Marina describes Love Supreme as “a very magical client” with a beautiful and intuitive way of doing things. While many branding projects demand heavy strategy, this one asked for something different: exploring and expressing the client’s understanding of spirituality and intuition, elements she felt were deeply unique to them.
She explained that their approach to yoga is rooted in the idea of looking inwards to find one’s inner energy and then projecting it outward. For Love Supreme, that inner strength becomes abundance and energy: a way of seeing yoga not as something quiet or decorative, but as a practice of self-awakening.
Breaking stereotypes was essential. “The idea of yoga being pastel, calm, beige, lilac, very quiet… this was the opposite,” she said.
The identity needed to feel like awakening, like discovering the inner self, and the team wanted to express that depth in a way that felt contemporary, poetic, and beautiful.
So where did the idea for the ink explosions come from?
Marina explained that the word yoga comes from yoke, meaning “to unite,” and this sense of union and centering became an early visual reference.
The team set out to create what she described as “an explosion of color and energy,” something that reflected the feeling of being centered and present, and how that presence can release a contagious force.
“The brief to my team and to myself was: how can we use ink to create a sense of color exploding from a center point?” she said.
They worked physically with ink and liquids to create the right reactions, developing a collectively chosen color palette. Marina said the result felt like an immediate expression of Love Supreme’s essence, not something strategised, but something translated directly from who they are.
Movement mattered, too. The team animated the explosions through photography and film, creating a dialogue between stillness and motion.
Even the typography carried intention, subtly referencing jazz and John Coltrane’s album covers — fitting, since Love Supreme plays a lot of jazz during their sessions.

How did you ensure the system worked consistently across posters, digital, motion, merch… everything?
“When we create a brand, we think about every application from the beginning.
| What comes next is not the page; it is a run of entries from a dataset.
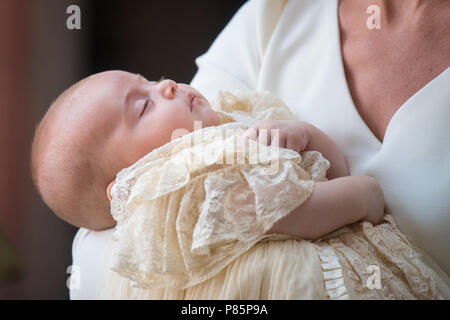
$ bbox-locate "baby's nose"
[159,79,178,99]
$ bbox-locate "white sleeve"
[69,228,114,300]
[191,0,286,100]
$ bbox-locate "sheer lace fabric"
[101,92,450,299]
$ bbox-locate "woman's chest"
[340,8,450,142]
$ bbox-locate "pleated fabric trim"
[315,242,349,300]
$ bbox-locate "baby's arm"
[246,120,349,180]
[268,176,384,240]
[246,120,384,240]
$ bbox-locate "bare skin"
[269,0,450,240]
[339,0,450,142]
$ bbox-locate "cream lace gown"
[100,92,450,299]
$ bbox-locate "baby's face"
[70,71,219,181]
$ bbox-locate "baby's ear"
[106,179,116,201]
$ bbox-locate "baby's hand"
[244,120,310,153]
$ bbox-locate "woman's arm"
[268,176,384,240]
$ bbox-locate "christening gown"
[99,92,450,300]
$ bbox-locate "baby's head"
[31,71,219,230]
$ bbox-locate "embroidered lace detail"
[318,215,450,300]
[315,242,349,300]
[107,90,330,288]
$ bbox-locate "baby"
[31,71,384,239]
We know it needs to work in motion. We also film and print at a very large scale, almost like producing something for cinema, which requires extremely high resolution.
You don’t need to add effects. It’s just one idea expressed consistently, carrying the same vibrancy across everything we designed for them.
And what about the merch?
Marina explained that the brand needed to feel visually iconic, not only because it expresses a powerful process of yoga and awakening, but because Love Supreme is an exceptional client.
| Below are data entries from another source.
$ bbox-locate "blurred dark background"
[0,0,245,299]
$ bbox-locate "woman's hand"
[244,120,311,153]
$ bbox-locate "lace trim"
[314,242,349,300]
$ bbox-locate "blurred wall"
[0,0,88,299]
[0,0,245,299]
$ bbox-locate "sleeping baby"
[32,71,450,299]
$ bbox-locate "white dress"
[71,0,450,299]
“They’re so tasteful, inspiring, elegant,” she said, and the design had to reflect that level of sophistication.
To translate that into merchandise, the team created objects that felt beautifully crafted and made with intention. “The notebooks, the bottles, the postcards… everything had to feel amazing,” she said. These weren’t meant to be casual items, but pieces people would keep and cherish.
She believes the brand helped Love Supreme become more visible without ever feeling commercial. “It feels unique,” she said, and that uniqueness helped protect the project’s exclusivity.

Your studio seems like a very creative environment. How does that influence your process?
“We recently moved to a new studio with a great workshop. That’s where all our experiments happen. It’s a space meant to spark creativity, somewhere people can try things, jot down ideas, and test them out.
We keep a large library of books: design, art, culture, architecture… everything that inspires us. We also publish books ourselves.
For me, it’s essential to create a space that encourages creativity, instead of a factory-like environment with people sitting behind screens. An open, inspiring studio benefits everyone.”

Where else do you find creativity?
“I find creativity everywhere. As a kid, I was always painting, making crazy constructions with kitchen objects, anything I could find. Creativity is a way of living, and you need to nurture it all the time.
Creativity is not a job, it’s a way of living.”